Study: Starting new business costs double in Greece than European average

Friday, 02 December 2016 12:00
UPD:12:01
REUTERS/ALKIS KONSTANTINIDIS

Essentially what the report shows is that prospective entrepreneurs in the country must often double their efforts to get a business started, as opposed to counterparts in more advanced and innovation-based countries.

By S. Zisimos

Business activity in Greece remains plagued by sluggish state services, high taxes, red tape and even corruption, a report by the Foundation for Economic & Industrial Research (IOBE) - undertaken as part of the international study Global Entrepreneurship Monitor (GEM) - confirmed this week.

Essentially what the report shows is that prospective entrepreneurs in the country must often double their efforts to get a business started, as opposed to counterparts in more advanced and innovation-based countries.

Study results show that a mere 14.2 percent of respondents, as opposed to 20 percent in 2014, predict business opportunities in the country over the coming six months.
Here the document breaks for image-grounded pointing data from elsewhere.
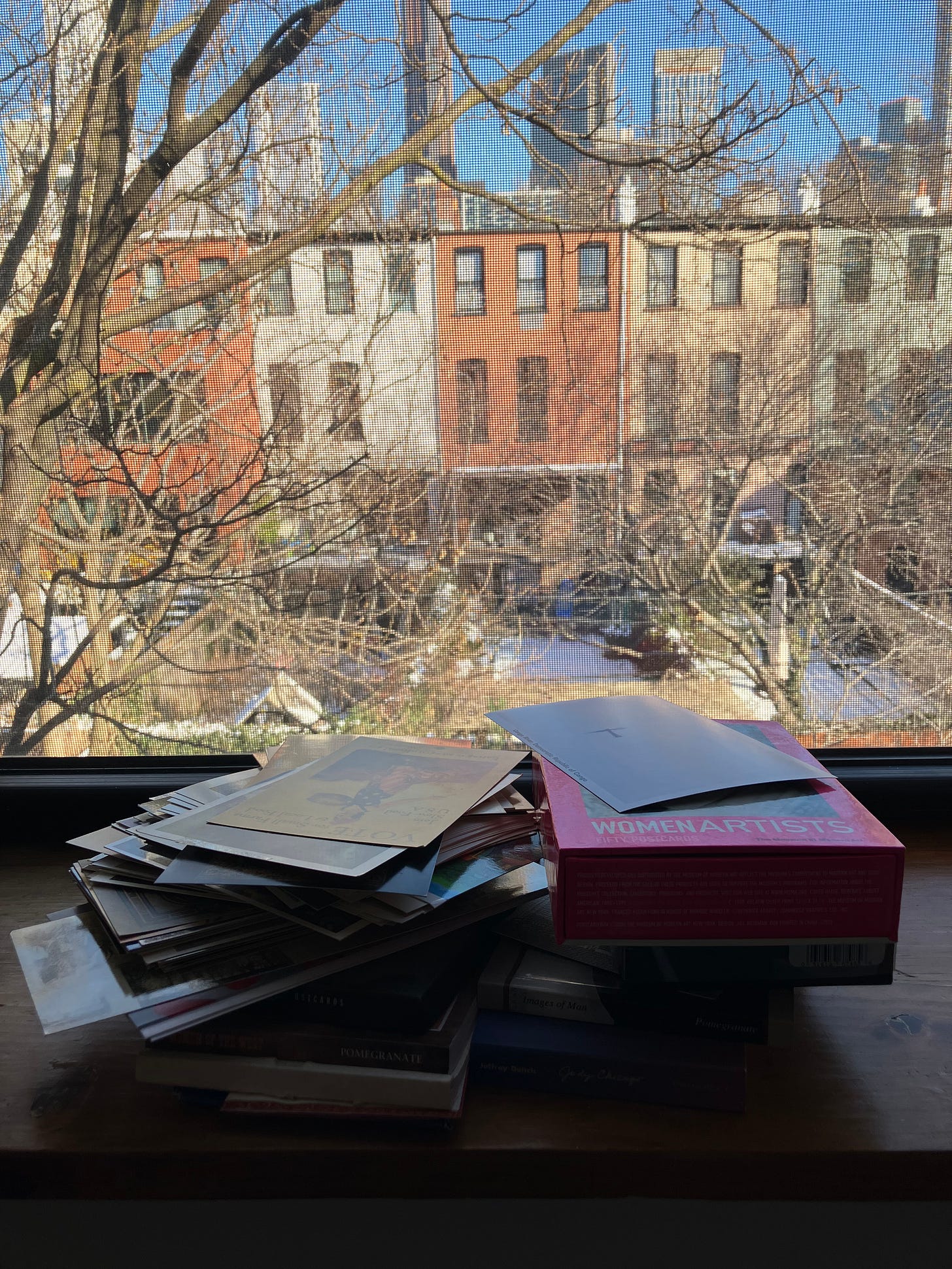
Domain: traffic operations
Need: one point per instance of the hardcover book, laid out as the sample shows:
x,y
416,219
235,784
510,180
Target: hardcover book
x,y
836,964
316,1081
555,1056
407,991
782,863
527,981
269,1034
The figure is among the lowest worldwide, and indicative of the depressed economic juncture in the country, in tandem with the uncertainty that was rife throughout much of 2015, Greece's "annus horribilis".

Based on the findings of the GEM study, half of the new business ventures that began in Greece in 2015 required capital exceeding 30,000 euros, a figure that is nearly double the average European figure of 16,400 euros. The figure is even higher than the sum required in so-called high-income countries, where the average is 24,000 euros.

Additionally, new Greek companies with business activity aimed at foreign markets need an even greater sum as startup capital, calculated at 66,000 euros -- a little more than double the European average of 32,000 euros.

In terms of financing, various vehicles are used, especially with the maturity of the National Strategic Reference Framework (NSRF) funding programs over recent years, with 44 percent of respondents saying they have exploited some form of subsidization via state-run EU programs, as opposed to 24 percent of respondents on a Europe-wide level.

In a more traditional form of funding, 35 percent of respondents said they turned to family members for startup capital, up from 24 percent in so-called "innovation-based" countries.